Mito 1: Los errores de anestesia son rarísimos y casi nunca causan daño grave

Mucha gente piensa que los anestesiólogos son infalibles y que un problema durante la anestesia es poco menos que imposible. La verdad es que, si bien la anestesia moderna es increíblemente segura, los errores ocurren. No son tan comunes como, digamos, un resfriado, pero tampoco son eventos de una vez en la vida. Un informe del Registro de Eventos Adversos del Departamento de Salud y Servicios Humanos de EE. UU. (AHRQ) ha documentado varios tipos de incidentes relacionados con la anestesia. Estos pueden variar desde reacciones alérgicas a medicamentos administrados hasta problemas con la intubación o la dosis incorrecta. El problema no es solo la frecuencia, sino la percepción. Cuando alguien tiene una complicación, suele pensar que es mala suerte o una reacción individual impredecible. Sin embargo, en muchos casos, un análisis más profundo revela que pudo haber habido una falla en el protocolo, una supervisión inadecuada o una falta de comunicación. Por ejemplo, un estudio publicado en la revista Anesthesiology encontró que los errores humanos son un factor contribuyente en un porcentaje notable de incidentes anestésicos. No todos resultan en tragedia, por supuesto. Muchos se corrigen a tiempo sin mayores repercusiones. Pero ignorar la posibilidad de un error es un grave error en sí mismo.

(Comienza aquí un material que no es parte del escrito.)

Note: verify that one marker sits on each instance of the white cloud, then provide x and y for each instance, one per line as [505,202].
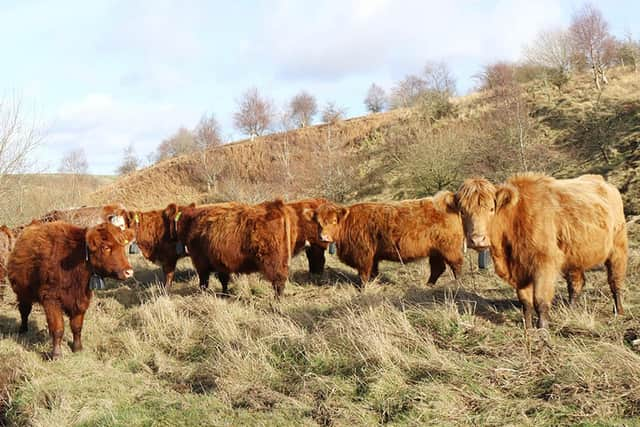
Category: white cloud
[104,126]
[335,38]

Mito 2: Si algo sale mal durante la cirugía, siempre es culpa del cirujano

Este es un malentendido bastante extendido. Cuando un paciente sufre una complicación, la primera persona que se le viene a la cabeza es el cirujano, que es quien tiene el bisturí. Pero la realidad en un quirófano es mucho más compleja. El equipo quirúrgico es un engranaje donde cada pieza es important. El anestesiólogo juega un rol tan vital como el cirujano. Son ellos quienes monitorean las funciones vitales del paciente, administran los medicamentos para el dolor y la sedación, y se aseguran de que el cuerpo del paciente responda adecuadamente durante todo el procedimiento. Un error de anestesia puede manifestarse de muchas maneras: desde una dosis incorrecta de medicamento que cause daño cerebral por falta de oxígeno, hasta una reacción alérgica no detectada a tiempo, o un manejo inadecuado de la vía aérea. He visto casos en los que el cirujano hizo un trabajo impecable, pero el paciente sufrió un paro cardíaco en la mesa de operaciones debido a una mala gestión anestésica. La negligencia puede provenir de cualquiera de los profesionales de la salud involucrados. La clave está en determinar si el profesional actuó dentro del estándar de cuidado que se esperaría de un anestesiólogo razonablemente prudente en circunstancias similares. Si no lo hizo y eso causó el daño, entonces es un caso de negligencia médica, sin importar lo bien que el cirujano haya operado.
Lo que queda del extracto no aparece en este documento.